The title of this article refers to one of the “queens” of sports nutrition, Nancy Clark , who is prominently featured on many sports-oriented websites loudly propounding the benefits of high-carbohydrate nutrition. If you peruse any typical athlete website, like www.runnersworld.com, www.athletesadvisor.com, www.roadcycling.com, etc etc, you will inevitably find “hit piece” articles that exclaim loudly that “trendy” low-carb diets are unhealthy, terrible and damaging for endurance athletes! These articles are of course founded on the concepts of mainstream nutritional dogma, and assume that everyone can and is willing to follow their recommendation to always make sure your muscle glycogen stores are 100% full by eating large quantities of carb-laden food throughout the day.
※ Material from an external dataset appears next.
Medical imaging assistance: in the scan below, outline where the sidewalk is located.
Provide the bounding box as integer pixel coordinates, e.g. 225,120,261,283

So how then do you explain the large and ever-growing number of athletes who follow a low or moderate carb diet and still manage to compete successfully? In my personal case, I would have to be on acid-reducing medication for life in order to follow these dietary recommendations! Can you imagine actually voluntarily going on expensive prescription medication that makes you feel like crap 24 hours per day, just so you can follow mainstream nutritional dogma?! That is truly insane thinking. I have never eaten more than 200 grams of carbs in a day since I started running (that is less than 25% of my daily calories), and I am making great progress so far. Normally I get 15-20% of calories from carbs per day. According to Nancy Clark and other nutritionists, that would be utterly impossible… yet here I am. I look forward to getting stronger and faster over time, and proving them wrong again and again!
There is no established protocol for low-carb athletes to follow – we must each find our own way. There are runners out there like Kent Altena who do not supplement carbs at all, even during exercise, and still finish marathons and half-marathons! Kent keeps getting faster, and I wouldn’t be surprised if he qualifies for Boston eventually. Another runner on Jimmy Moore’s low-carb discussion page says he only eats meat and fat, and he has run some pretty impressive times himself!
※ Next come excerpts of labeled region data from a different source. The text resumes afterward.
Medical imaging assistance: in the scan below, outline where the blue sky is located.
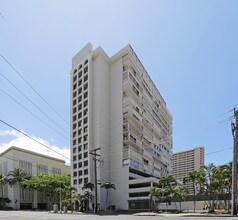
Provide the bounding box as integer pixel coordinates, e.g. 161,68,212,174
0,0,238,165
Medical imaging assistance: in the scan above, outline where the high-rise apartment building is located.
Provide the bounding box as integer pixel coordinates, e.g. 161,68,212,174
0,146,70,209
173,147,204,194
70,43,172,210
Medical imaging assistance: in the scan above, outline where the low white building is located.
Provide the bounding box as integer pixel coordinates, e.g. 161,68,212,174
0,146,70,209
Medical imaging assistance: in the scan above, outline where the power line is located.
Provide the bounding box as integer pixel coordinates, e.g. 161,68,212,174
205,147,232,155
0,72,69,135
0,12,5,20
0,89,68,140
218,108,234,117
0,54,70,126
0,119,72,161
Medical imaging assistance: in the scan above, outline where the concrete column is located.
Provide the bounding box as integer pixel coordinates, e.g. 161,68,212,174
33,190,38,209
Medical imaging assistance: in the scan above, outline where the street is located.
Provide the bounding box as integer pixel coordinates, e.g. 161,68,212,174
0,211,238,220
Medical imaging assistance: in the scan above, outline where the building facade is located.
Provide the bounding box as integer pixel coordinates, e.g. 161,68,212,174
173,147,204,194
0,146,70,209
70,43,172,210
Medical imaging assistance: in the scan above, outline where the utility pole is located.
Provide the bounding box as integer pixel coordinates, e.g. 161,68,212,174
90,147,101,214
231,109,238,215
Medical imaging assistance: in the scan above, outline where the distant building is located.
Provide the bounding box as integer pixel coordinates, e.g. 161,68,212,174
0,146,70,209
173,147,204,194
70,43,172,210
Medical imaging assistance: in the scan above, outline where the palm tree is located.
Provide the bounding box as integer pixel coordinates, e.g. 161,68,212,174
82,182,94,210
101,182,116,209
183,170,201,212
150,186,163,210
159,175,177,207
201,163,218,209
175,186,189,212
7,168,30,209
0,174,7,197
220,162,232,211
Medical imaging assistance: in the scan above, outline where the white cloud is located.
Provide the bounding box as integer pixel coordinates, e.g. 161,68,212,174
0,130,70,165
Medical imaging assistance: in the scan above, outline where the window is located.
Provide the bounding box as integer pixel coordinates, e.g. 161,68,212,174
51,167,61,175
78,162,83,168
83,66,88,74
83,118,88,124
83,152,88,158
19,160,32,175
83,109,88,116
83,100,88,107
78,79,83,86
83,83,88,90
78,71,82,78
78,104,82,111
83,144,88,150
78,154,82,160
83,92,88,99
83,135,88,141
78,129,82,135
37,164,48,175
83,75,88,82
Stuart Trager, who is famous for being the medical director for Atkins Inc., has done 10 Ironman Triathlons, and I saw it written somewhere that he “never ate more than 300 grams/day of carbs”. This is from a man who has gone under 10 hours for Ironman, and had to have trained at least 15 hours per week, and probably eaten over 4,000 calories per day in the peak of his training! 300 grams would be about 25-30% carb calories max.
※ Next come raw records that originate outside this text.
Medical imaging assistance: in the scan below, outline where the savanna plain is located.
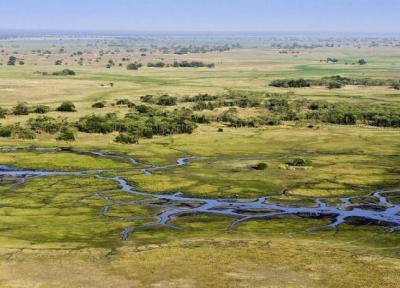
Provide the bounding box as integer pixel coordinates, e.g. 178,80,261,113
0,36,400,288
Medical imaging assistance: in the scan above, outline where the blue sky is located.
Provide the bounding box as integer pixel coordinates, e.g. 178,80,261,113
0,0,400,33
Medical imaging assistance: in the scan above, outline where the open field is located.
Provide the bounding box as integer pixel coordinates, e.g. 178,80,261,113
0,35,400,288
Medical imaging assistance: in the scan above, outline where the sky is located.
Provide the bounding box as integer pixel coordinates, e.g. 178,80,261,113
0,0,400,33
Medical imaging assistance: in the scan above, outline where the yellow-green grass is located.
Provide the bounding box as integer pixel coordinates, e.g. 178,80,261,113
0,44,400,288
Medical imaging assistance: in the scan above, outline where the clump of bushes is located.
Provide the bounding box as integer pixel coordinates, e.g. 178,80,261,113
13,102,29,115
140,94,177,106
286,158,312,167
56,101,76,112
114,133,139,144
0,123,36,139
57,126,75,142
0,126,12,137
0,107,7,119
115,99,135,108
126,62,143,70
33,105,50,114
269,78,311,88
51,69,76,76
172,61,215,68
253,162,268,171
92,101,106,108
77,115,114,134
27,115,67,134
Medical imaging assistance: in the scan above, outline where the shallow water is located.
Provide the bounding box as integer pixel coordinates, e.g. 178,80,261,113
0,150,400,240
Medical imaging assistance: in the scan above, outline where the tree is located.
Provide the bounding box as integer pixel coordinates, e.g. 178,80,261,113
253,162,268,170
114,133,139,144
33,105,50,114
52,69,76,76
326,81,342,89
286,158,311,167
92,101,106,108
7,56,17,66
126,62,143,70
357,59,367,65
57,101,76,112
0,107,7,119
57,126,75,142
13,102,29,115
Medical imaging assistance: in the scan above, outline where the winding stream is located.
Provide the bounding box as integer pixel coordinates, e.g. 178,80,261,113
0,148,400,240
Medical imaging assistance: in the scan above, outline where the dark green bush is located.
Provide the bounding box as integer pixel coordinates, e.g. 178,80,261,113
33,105,50,114
57,101,76,112
253,162,268,171
13,102,29,115
114,133,139,144
57,126,75,142
286,158,311,167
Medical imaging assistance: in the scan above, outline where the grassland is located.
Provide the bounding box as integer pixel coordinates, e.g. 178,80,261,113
0,37,400,287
I have spoken to several runners on running forums who say that they do extensive training on “zero carbs”. Many others like myself do supplement carbs to some degree, but still eat low-carb during non-exercise times. The bottom line is that it is done, it can be done, and that it does work!
I hope I can make the way a little bit easier for some low-carbers who have gotten to the point of wanting to pursue serious athletics, but who don’t want to sacrifice their health and weight loss by thinking that they “need” to eat a high-carb diet in order to participate in sports. What makes you an athlete is training in a sport over time, not eating bagels! Your body will make the necessary adaptations to use protein and fat for fuel (for the most part, or all the way, depending on your individual makeup). The important part is putting in the time in your sport, just like every other athlete, whether they are chowing down on steak and veggies, or brown rice and tofu!

3 comments:
Gary,
Nice site. I also think NC is the Anti-Christ. I have been espousing low-carb eating and specialized "primal" training for years now. If you haven't checked out www.marksdailyapple.com, please give it a look. I would LOVE to have you comment from time to time as an athlete who lives low-carb, since I get lots of flack from runners and triathletes who are trying to do the right thing, but still want thoer 400-500 grams a day.
Keep up the great work.
I will take a look Mark.
Hello there! Found your blog while looking for pieces to the puzzle concerning high-intensity training and low carb.
It's funny.. just ran into a Nancy Clark article about nuts (if I remember correctly) on a triathalete website. I wonder what her concept of "very low carb" is?
Anyhow, it's good to know it's possible to train intensely on a diet that I'm happy with.
I'll sure let you know if I see success, and keep up the good work!